Thursday, February 5, 2009

When I Become Independently Wealthy 2

I'm going to build a house and completely decorate it entirely with glow-in-the-dark material.

I'm going to create a robot version of my wife. Not to replace her like in "The Stepford Wives", but to hold over her head so that she doesn't get out of line.

I'm going to dig out a system of tunnels all over the world for transportation by biologically engineered giant moles.

I'll have to build a massive giant mole breeding and training facility.

I'm going to market and sell a successful line of plush toys modelled after my world famous giant moles.

I'm going to find Moby Dick and kill it.

I'm going to finance an enormous Hollywood production depicting the story of my life. I will be played by Will Smith.

I will never clone myself.

I will, however, clone you.

I will purchase every copy of every original printing of every comic book ever and put them on display for nerds the world over to enjoy. Then I will burn them.

I will attempt to build a time machine. After decades of failed attempts and billions of dollars spent, I will finally give up. Then, as I sit smoking a cigar, using a special lung disease filter that I invented, I will realize that through all my research I learned the most valuable lesson of all: that some things just can't be done by man.

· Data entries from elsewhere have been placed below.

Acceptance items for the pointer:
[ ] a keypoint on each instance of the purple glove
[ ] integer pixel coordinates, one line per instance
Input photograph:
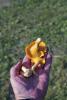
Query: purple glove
(34, 87)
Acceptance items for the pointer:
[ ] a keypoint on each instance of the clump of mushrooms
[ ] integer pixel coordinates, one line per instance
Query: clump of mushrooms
(33, 53)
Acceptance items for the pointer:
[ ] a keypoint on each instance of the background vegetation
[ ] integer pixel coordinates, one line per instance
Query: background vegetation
(25, 20)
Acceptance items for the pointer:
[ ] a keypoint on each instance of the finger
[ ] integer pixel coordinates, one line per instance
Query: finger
(47, 66)
(14, 71)
(26, 62)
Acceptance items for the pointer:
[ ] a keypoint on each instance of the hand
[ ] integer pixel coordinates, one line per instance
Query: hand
(34, 87)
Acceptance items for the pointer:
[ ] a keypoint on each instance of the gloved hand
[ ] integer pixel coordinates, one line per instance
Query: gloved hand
(34, 87)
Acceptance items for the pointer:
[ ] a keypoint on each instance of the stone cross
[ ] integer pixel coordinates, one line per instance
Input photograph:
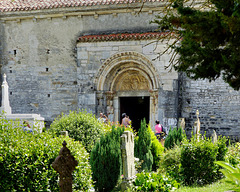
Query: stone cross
(127, 148)
(65, 164)
(5, 97)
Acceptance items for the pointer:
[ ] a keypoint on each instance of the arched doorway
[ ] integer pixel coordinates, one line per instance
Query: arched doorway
(129, 82)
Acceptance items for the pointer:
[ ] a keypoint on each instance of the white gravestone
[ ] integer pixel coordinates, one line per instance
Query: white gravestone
(5, 98)
(127, 148)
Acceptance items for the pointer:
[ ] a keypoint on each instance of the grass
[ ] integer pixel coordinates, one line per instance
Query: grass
(219, 186)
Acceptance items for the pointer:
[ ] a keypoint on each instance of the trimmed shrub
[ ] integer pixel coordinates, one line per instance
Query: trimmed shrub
(156, 149)
(175, 137)
(171, 163)
(142, 147)
(197, 162)
(154, 182)
(81, 126)
(26, 159)
(106, 160)
(233, 154)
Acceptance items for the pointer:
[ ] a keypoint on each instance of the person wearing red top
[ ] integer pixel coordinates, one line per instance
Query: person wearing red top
(158, 129)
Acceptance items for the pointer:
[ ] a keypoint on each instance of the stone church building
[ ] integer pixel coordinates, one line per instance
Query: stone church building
(103, 56)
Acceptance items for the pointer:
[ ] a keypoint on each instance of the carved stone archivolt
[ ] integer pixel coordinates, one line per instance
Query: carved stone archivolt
(132, 81)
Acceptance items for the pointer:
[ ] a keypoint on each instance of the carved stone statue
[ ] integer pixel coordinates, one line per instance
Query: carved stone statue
(196, 130)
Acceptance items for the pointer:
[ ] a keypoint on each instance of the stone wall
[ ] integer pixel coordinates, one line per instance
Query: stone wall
(218, 106)
(91, 57)
(39, 54)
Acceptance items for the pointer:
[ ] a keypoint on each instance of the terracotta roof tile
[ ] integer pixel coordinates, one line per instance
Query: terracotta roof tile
(122, 37)
(26, 5)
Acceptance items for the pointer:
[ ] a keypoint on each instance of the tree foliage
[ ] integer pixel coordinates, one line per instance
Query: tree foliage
(207, 38)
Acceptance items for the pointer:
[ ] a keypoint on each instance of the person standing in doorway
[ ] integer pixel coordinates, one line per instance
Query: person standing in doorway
(125, 120)
(158, 129)
(102, 118)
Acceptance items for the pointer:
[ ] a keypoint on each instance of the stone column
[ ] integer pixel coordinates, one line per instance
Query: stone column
(127, 148)
(5, 97)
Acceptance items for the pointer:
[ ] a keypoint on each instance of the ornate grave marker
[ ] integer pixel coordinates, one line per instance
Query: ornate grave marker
(197, 124)
(65, 164)
(127, 148)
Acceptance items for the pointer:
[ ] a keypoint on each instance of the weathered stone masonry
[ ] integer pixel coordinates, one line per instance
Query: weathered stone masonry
(61, 56)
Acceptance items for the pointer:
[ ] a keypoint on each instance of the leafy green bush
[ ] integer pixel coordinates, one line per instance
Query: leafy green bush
(81, 126)
(197, 161)
(175, 137)
(233, 154)
(142, 147)
(171, 161)
(232, 174)
(106, 160)
(156, 149)
(26, 159)
(154, 182)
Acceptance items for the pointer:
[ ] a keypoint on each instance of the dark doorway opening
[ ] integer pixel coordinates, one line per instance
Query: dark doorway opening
(137, 108)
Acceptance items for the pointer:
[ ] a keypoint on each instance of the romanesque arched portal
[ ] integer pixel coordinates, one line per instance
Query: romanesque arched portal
(125, 75)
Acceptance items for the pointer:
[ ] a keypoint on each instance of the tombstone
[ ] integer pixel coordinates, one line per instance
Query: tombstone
(196, 130)
(127, 148)
(5, 97)
(181, 123)
(214, 136)
(65, 164)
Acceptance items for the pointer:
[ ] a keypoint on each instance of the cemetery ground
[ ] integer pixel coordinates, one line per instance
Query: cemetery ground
(106, 160)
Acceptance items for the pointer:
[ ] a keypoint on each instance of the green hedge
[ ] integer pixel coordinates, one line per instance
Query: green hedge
(81, 126)
(175, 137)
(170, 162)
(26, 158)
(197, 160)
(154, 182)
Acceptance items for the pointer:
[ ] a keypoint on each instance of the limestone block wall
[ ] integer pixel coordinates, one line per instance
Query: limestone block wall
(218, 106)
(38, 54)
(92, 55)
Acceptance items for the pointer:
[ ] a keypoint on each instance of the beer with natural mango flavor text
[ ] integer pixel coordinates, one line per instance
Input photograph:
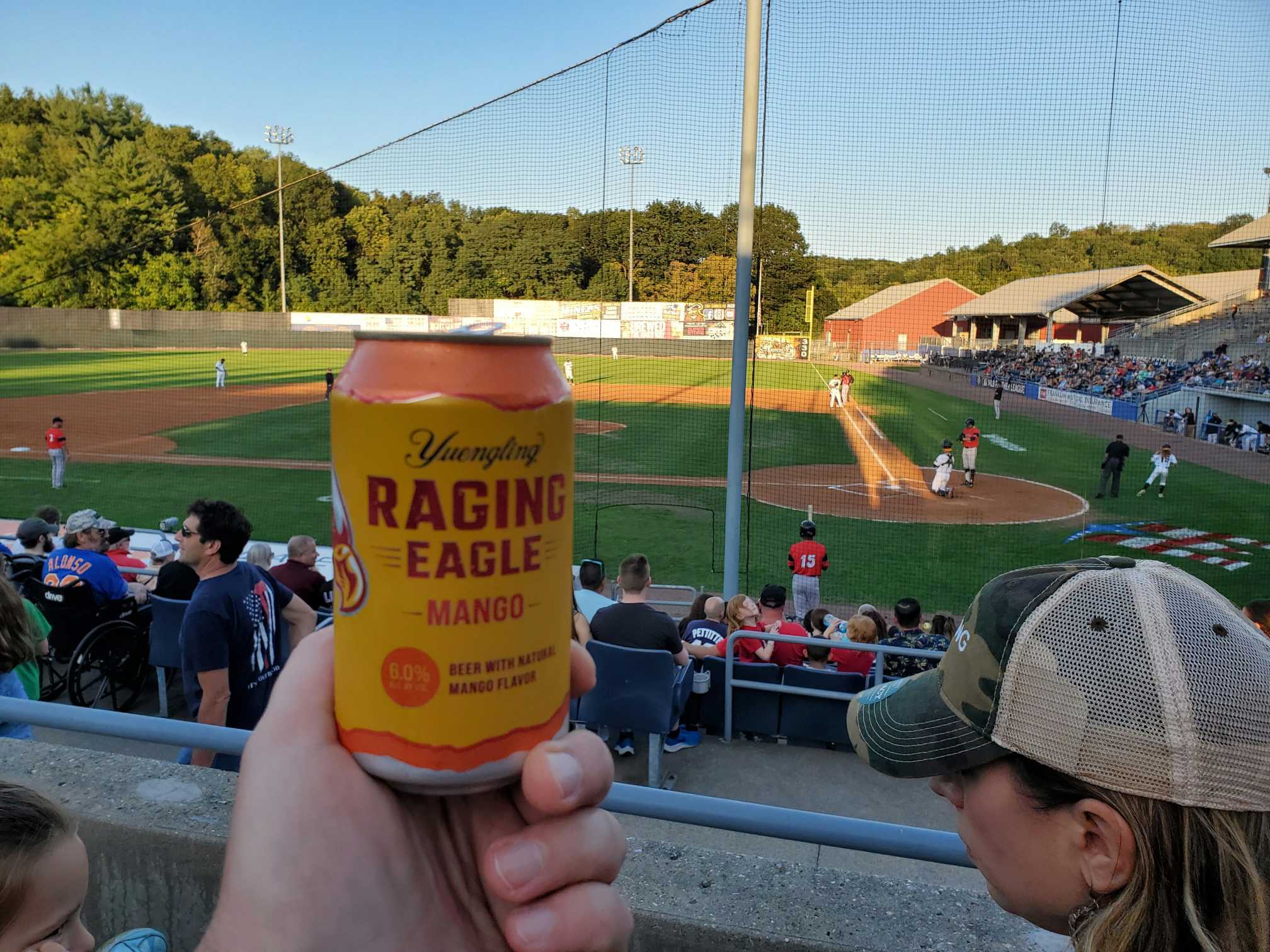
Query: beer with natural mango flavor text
(452, 548)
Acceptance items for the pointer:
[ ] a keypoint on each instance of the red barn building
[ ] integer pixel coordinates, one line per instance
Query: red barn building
(900, 316)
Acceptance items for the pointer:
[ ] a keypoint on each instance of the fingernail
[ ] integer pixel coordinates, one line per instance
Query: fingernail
(535, 926)
(567, 772)
(518, 863)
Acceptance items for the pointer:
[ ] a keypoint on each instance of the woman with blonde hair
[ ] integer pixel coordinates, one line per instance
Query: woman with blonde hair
(1102, 732)
(742, 615)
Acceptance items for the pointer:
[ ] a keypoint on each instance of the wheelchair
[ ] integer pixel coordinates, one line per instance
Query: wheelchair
(96, 653)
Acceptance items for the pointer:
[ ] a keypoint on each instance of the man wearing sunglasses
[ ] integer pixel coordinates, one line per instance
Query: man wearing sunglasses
(591, 596)
(83, 562)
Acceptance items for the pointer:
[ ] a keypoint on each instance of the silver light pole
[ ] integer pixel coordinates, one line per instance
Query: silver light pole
(281, 136)
(631, 156)
(741, 316)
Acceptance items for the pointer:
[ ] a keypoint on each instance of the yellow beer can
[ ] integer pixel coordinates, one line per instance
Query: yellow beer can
(452, 548)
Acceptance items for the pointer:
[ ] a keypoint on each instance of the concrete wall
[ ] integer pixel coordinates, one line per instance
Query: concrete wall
(83, 328)
(155, 834)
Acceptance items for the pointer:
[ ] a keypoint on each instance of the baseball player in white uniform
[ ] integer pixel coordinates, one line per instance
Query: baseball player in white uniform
(942, 471)
(835, 391)
(1161, 462)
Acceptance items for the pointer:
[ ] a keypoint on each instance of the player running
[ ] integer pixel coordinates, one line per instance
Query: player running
(942, 471)
(808, 559)
(970, 441)
(1161, 462)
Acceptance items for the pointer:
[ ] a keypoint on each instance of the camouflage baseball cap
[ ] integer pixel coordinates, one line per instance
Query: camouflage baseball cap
(1133, 676)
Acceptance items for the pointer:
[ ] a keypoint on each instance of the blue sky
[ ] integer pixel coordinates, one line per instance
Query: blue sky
(893, 130)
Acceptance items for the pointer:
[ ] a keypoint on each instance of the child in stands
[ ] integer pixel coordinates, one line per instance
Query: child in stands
(43, 881)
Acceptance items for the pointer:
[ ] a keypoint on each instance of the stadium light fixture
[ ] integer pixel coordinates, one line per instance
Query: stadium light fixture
(281, 136)
(631, 156)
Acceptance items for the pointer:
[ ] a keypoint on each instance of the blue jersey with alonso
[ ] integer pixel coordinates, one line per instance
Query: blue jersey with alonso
(70, 567)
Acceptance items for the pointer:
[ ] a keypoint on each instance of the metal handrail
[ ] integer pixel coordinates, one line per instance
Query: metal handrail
(731, 660)
(738, 817)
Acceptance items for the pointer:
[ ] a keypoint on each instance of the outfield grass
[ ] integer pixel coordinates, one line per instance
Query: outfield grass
(43, 372)
(657, 439)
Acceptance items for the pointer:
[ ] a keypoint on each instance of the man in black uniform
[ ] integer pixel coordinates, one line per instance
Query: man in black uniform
(1113, 465)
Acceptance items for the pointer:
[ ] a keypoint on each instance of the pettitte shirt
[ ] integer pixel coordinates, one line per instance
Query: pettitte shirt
(808, 558)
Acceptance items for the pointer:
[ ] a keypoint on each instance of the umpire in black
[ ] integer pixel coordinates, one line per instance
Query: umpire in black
(1113, 465)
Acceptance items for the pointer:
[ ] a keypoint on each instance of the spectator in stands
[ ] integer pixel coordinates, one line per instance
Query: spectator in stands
(231, 638)
(1124, 846)
(299, 574)
(20, 618)
(742, 615)
(17, 648)
(1189, 423)
(261, 555)
(118, 546)
(908, 633)
(591, 596)
(707, 637)
(176, 579)
(636, 623)
(580, 630)
(867, 611)
(696, 612)
(83, 560)
(771, 617)
(1259, 613)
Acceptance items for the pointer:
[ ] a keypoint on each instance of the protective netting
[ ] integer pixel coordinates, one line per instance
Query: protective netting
(915, 162)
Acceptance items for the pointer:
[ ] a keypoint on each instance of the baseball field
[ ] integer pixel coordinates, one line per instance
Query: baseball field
(147, 433)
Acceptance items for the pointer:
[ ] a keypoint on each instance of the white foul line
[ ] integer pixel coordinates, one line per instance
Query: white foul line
(852, 421)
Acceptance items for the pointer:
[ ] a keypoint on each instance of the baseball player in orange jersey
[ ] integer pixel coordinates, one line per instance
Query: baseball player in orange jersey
(970, 441)
(808, 559)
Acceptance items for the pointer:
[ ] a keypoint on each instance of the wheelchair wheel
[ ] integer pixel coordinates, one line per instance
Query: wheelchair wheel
(108, 667)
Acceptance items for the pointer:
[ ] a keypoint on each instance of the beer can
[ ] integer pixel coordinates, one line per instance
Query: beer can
(452, 537)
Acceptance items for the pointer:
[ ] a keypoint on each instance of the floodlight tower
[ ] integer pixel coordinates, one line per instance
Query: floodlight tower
(631, 156)
(281, 136)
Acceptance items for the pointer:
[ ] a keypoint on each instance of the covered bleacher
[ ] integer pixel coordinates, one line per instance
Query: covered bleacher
(1081, 306)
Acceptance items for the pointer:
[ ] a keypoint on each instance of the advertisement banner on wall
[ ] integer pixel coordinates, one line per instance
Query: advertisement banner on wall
(1081, 402)
(642, 310)
(590, 328)
(644, 329)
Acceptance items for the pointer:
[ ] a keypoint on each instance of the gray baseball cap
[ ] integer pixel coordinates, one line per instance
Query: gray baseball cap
(88, 519)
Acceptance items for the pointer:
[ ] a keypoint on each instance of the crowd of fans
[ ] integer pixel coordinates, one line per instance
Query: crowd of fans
(1126, 377)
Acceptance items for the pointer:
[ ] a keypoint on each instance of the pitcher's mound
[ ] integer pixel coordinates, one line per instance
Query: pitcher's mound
(842, 490)
(595, 428)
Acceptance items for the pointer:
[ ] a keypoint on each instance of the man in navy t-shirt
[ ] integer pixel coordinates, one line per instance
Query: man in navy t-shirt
(231, 642)
(706, 638)
(83, 560)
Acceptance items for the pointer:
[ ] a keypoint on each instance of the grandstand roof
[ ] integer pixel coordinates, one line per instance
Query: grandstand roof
(1112, 293)
(1255, 234)
(887, 297)
(1220, 283)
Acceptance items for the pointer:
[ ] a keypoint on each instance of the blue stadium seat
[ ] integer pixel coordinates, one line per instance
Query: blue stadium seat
(168, 615)
(641, 691)
(752, 711)
(817, 718)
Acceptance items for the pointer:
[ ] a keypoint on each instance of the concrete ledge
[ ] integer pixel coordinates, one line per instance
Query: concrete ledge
(156, 832)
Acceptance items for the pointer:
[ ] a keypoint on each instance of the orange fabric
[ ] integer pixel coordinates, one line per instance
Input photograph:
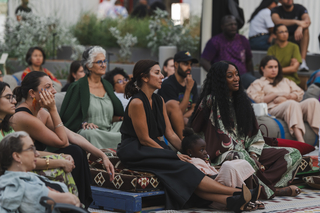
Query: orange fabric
(27, 70)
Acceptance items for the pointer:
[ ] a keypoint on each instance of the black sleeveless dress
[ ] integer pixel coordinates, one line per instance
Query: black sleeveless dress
(81, 173)
(180, 179)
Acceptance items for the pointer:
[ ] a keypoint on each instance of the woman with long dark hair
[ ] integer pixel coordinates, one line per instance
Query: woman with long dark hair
(145, 121)
(261, 26)
(283, 97)
(225, 116)
(48, 131)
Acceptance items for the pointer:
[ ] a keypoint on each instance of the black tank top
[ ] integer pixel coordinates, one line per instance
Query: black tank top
(39, 146)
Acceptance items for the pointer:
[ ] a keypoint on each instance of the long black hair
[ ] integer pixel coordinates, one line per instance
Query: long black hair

As I make this realization, a mouse crawls into my latest "failed" time machine and ushers in an age of mouse-men in an alternate universe.

I will hold a special contest to allow five ordinary citizens the chance to see the inner sanctum of my lair. And out of them I will choose one who will get to see me naked.

I'm going to have special pool of molten lava in my room so that my friends and I can throw things in it and watch them melt. (This might sound like a fun drunk activity, but I've learned not to mix alcohol and lava.)

I will hire the worlds best hypnotists to convince all my ex-wives that everything was their fault, and also that I'm Batman.

I won't forget the little things like family, friends and high-grade cocaine.

I'll commission several solid gold busts of myself worth roughly $20,000 each. Then I will host a game-show where grand prize winners can either accept one of the golden busts, or whatever waits them behind the "Sur-PRIZE Door!". The show will be called, "Surprise or Bust!".

I will hire Jon Legend to play at my friend Jordan Rhea's house.